Galanthamine is an important drug with powerful effects upon the acetylcholine system in the brain. Originally derived from bulbs of the common snowdrop (Galanthus spp.) and now from several other plants in the family Amaryllidaceae, Galanthamine has long been used in anaesthetics to reverse neuromuscular paralysis induced by turbocurarine-like muscle relaxants.  More recently it has been shown to attenuate drug-and lesion-induced cognitive deficits in animal models of learning and memory

More specifically, Galanthamine is a tertiary alkaloid acetylcholinesterase inhibitor (AChEI) acts by directly inhibiting that enzyme. Galanthamine also stimulates pre-and post-synaptic nicotinic receptors, although the clinical significance of this finding is yet unclear. Numerous variants and analogues of Galanthamine have also been developed, with varying potency in inhibiting AChE activity. When administered as its hydrobromide salt it is readily absorbed after oral administration, with a t(max) of 52 min and a plasma elimination t(1/2) of 5.7 h. 

 Acetylcholinesterase Inhibitors...

AChEIs act on the enzyme that breaks down acetylcholine in the brain as part of the normal recycling/control mechanism for brain function. Alzheimer’s Disease sufferers have reduced levels of acetylcholine due to death of acetylcholine-producing cells in the brain. In general, reducing the breakdown of acetylcholine relieves some of the symptoms and slows progression of the disease by several months and in some cases by a few years.

The enzyme Acetylcholinesterase is a serine hydrolase that belongs to the esterase family, all of which act on different types of carboxylic esters. AChE's biological role is the termination of impulse transmissions at cholinergic synapses within the nervous system by rapid hydrolysis of the neurotransmitter, acetylcholine (Schumacher et al, 1986)

AChE is an ellipsoidal molecule approximately 45 x 60 x 65 angstroms, which consists of a 12 stranded central mixed beta sheet surrounded by 14 alpha helices (Sussman et al, 1991).  Studies have indicated several major domains within the protein: a catalytic active site composed of two sub-sites, the aromatic gorge in which the catalytic active site lies, and a peripheral anionic site, distinct from the catalytic active site, which plays a role in the confirmation of the residues within the aromatic gorge and active site. 

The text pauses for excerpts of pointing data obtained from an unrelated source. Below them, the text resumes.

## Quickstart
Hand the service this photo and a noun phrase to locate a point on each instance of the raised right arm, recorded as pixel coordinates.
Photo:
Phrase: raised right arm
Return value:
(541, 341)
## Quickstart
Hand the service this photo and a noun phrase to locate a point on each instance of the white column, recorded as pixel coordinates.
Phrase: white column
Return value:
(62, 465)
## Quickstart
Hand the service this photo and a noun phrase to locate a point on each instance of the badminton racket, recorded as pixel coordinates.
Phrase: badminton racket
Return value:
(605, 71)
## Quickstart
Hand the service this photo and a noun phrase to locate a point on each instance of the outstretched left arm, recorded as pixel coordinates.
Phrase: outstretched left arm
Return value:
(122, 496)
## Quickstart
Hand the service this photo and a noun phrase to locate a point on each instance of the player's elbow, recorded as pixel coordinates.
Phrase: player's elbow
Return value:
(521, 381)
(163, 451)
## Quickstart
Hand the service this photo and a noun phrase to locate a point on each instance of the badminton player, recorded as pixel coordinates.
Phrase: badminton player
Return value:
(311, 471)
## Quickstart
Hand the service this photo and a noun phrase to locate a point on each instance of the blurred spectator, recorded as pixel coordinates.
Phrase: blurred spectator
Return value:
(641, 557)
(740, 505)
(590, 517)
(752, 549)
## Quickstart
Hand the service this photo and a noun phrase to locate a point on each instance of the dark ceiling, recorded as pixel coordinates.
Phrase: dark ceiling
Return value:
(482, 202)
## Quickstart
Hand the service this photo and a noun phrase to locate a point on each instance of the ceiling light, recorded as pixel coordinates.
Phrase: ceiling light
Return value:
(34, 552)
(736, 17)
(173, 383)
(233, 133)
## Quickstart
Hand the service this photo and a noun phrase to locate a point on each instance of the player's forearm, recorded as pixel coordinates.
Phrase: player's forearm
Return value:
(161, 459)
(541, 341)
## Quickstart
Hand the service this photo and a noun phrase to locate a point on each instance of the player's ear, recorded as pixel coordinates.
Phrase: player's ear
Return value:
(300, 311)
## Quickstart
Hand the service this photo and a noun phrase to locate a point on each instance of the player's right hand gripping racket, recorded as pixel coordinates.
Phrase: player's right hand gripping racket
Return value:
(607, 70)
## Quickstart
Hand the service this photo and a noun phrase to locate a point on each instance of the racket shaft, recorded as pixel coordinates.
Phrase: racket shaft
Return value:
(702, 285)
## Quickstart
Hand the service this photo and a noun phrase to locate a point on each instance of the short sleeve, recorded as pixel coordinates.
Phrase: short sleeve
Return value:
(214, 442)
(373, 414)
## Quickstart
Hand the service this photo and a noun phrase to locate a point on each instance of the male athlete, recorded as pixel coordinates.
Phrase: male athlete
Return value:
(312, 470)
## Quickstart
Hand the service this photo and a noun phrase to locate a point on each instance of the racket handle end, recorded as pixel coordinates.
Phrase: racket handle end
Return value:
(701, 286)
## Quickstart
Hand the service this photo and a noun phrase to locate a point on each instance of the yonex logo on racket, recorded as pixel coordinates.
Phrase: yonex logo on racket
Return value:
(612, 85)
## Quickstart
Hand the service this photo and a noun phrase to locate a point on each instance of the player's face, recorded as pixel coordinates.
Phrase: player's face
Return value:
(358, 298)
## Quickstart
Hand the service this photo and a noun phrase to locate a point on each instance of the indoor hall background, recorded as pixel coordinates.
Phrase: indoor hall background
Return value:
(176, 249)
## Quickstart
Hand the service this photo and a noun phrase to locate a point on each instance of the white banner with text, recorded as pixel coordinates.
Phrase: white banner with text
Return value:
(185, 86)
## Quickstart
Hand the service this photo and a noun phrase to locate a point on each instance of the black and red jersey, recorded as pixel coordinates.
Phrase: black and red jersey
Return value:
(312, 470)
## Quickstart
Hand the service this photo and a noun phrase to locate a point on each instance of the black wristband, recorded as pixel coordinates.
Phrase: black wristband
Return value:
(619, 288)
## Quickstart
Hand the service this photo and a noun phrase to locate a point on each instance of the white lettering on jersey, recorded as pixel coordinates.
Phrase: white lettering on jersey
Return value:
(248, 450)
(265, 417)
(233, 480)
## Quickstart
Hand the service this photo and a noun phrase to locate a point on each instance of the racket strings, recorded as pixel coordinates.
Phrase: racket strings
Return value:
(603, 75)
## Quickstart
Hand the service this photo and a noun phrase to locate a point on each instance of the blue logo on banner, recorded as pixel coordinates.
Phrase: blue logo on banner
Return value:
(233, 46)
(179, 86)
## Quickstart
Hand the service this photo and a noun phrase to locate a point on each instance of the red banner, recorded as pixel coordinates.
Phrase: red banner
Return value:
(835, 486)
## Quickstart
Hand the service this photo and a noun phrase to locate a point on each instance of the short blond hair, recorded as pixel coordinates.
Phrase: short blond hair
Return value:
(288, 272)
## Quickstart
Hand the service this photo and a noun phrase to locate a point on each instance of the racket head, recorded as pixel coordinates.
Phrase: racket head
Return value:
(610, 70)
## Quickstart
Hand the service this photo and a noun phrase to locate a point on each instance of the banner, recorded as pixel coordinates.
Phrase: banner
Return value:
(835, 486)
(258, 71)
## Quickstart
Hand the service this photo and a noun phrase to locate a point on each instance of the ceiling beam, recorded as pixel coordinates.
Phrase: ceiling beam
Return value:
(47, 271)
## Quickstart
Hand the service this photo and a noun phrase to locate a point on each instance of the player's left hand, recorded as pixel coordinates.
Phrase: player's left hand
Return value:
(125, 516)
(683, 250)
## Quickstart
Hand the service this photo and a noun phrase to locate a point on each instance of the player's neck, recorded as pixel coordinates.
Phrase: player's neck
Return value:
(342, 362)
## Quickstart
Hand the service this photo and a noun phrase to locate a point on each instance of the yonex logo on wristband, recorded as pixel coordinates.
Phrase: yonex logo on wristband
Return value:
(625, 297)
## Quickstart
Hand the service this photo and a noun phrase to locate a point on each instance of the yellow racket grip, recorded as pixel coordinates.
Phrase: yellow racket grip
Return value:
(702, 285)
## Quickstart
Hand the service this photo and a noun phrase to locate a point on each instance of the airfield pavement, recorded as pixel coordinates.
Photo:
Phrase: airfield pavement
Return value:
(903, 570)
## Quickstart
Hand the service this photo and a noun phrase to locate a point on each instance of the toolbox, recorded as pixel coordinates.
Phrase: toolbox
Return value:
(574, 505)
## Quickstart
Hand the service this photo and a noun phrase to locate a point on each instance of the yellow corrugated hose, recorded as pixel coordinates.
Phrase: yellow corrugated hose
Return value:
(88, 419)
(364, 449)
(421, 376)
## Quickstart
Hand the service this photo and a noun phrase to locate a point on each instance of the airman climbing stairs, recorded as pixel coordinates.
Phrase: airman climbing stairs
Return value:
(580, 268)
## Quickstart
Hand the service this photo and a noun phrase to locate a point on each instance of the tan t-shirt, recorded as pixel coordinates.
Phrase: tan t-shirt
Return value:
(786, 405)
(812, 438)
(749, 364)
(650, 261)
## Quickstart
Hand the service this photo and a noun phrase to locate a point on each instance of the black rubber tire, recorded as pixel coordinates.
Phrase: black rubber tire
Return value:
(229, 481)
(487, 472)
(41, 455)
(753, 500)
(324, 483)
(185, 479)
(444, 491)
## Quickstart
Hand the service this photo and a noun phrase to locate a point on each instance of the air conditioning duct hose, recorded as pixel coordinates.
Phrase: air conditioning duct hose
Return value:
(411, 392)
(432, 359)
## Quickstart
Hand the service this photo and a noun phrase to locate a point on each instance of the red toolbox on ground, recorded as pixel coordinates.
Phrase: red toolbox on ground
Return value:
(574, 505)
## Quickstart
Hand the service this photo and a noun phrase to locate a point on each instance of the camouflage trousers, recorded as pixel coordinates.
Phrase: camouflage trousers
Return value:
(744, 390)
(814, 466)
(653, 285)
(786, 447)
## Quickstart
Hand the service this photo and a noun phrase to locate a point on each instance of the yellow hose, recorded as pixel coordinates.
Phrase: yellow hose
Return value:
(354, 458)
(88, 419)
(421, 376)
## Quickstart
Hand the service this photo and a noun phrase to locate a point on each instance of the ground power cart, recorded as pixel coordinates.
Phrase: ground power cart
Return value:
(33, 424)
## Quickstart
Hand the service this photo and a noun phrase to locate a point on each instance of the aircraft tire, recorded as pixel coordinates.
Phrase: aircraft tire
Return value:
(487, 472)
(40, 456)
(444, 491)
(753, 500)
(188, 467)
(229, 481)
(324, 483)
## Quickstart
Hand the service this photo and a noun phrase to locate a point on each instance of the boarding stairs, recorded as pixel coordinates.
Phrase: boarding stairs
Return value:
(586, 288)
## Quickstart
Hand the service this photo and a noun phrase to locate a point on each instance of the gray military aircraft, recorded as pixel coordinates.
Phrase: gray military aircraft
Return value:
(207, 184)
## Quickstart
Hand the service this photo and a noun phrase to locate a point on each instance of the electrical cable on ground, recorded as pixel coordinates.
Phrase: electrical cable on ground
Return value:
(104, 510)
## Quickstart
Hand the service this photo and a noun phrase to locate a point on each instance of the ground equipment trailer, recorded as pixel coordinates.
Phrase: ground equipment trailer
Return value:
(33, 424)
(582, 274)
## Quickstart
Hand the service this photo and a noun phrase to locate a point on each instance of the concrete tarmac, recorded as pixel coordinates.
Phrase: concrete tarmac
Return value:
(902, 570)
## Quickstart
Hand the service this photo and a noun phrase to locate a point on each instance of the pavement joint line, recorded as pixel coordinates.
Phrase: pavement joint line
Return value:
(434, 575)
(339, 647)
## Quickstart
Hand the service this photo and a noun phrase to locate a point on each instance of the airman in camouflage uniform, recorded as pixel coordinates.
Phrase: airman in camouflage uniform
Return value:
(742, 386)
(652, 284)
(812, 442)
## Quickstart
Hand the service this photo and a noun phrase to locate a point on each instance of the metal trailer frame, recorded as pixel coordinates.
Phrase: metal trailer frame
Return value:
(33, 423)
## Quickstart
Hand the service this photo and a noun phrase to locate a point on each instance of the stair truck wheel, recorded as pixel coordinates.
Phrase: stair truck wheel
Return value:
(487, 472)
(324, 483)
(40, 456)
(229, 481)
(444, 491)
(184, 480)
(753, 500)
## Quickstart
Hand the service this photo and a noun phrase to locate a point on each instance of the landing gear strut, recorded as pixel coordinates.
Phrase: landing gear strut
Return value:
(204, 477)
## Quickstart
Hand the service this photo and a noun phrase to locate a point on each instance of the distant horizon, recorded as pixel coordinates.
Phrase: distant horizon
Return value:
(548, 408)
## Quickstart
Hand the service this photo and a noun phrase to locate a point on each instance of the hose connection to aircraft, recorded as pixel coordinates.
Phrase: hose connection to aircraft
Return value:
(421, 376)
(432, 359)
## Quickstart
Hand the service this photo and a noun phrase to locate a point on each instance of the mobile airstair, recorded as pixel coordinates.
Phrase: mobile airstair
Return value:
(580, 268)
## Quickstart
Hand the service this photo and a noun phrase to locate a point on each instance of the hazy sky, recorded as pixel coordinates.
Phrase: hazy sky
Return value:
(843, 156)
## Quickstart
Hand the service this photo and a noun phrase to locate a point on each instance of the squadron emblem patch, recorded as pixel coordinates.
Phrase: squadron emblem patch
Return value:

The active site is composed of two sub-sites: the esteratic sub-site which contains the catalytic triad, and the anionic sub-site that accommodates the positive quaternary pole of acetylcholine.  The esteratic sub-site contains the catalytic machinery of the enzyme: a catalytic triad of Ser 200, His 440, and Glu 327.  This catalytic triad is similar to other serine proteases, except that this triad is the first to show Glu as the third member as opposed to Asp.  In addition, the triad is of opposite handedness to that of the other proteases.  The anionic sub-site is defined by Trp 84, Phe 330, and Phe 331.  Its role is to orient the charged part of the substrate that enters the active centre.  This role is the main function of the Trp residue (Sussman et al, 1991).  This sub-site has another interesting characteristic; it is involved in a "cross-talk" mechanism with the peripheral anionic site which will be discussed later.

The aromatic gorge in the protein is approximately 20 angstroms deep and penetrates halfway into the enzyme.  The active site lies at the base of this gorge only 4 angstroms above the base, leading some to label this the active gorge.  The aromatic gorge is a more appropriate term, though, because 40% of its lining is composed of 14 aromatic residues which are highly conserved from different species of AChE (Harel et al, 1993).  The high aromatic content of the walls and floor may explain why studies have proposed hydrophobic and anionic binding sites independent of the active site.  Only a few acidic residues are present within the gorge.

The most interesting aspect of this enzyme is the peripheral anionic site (PAS) on its surface.  Site-directed labelling and mutagenesis studies place the location of the PAS at or near the rim of the aromatic gorge (Barak et al, 1994).  This site has the ability to bind to many different types of ligands, and by doing so effects the conformation of the active centre.  Six residues have established activity within this site: Trp 286, Tyr 72, Tyr 124, Glu 285, and Asp 74 and Tyr 341, which are located on the opposite side of the gorge entrance to the previous four.  This array of residues exhibits flexibility which accommodates many distinct ligands, and also implies their conformational mobility (Ordentlich et al, 1993).  The common feature of these conformations is a core comprised of Trp 286 and Asp 74.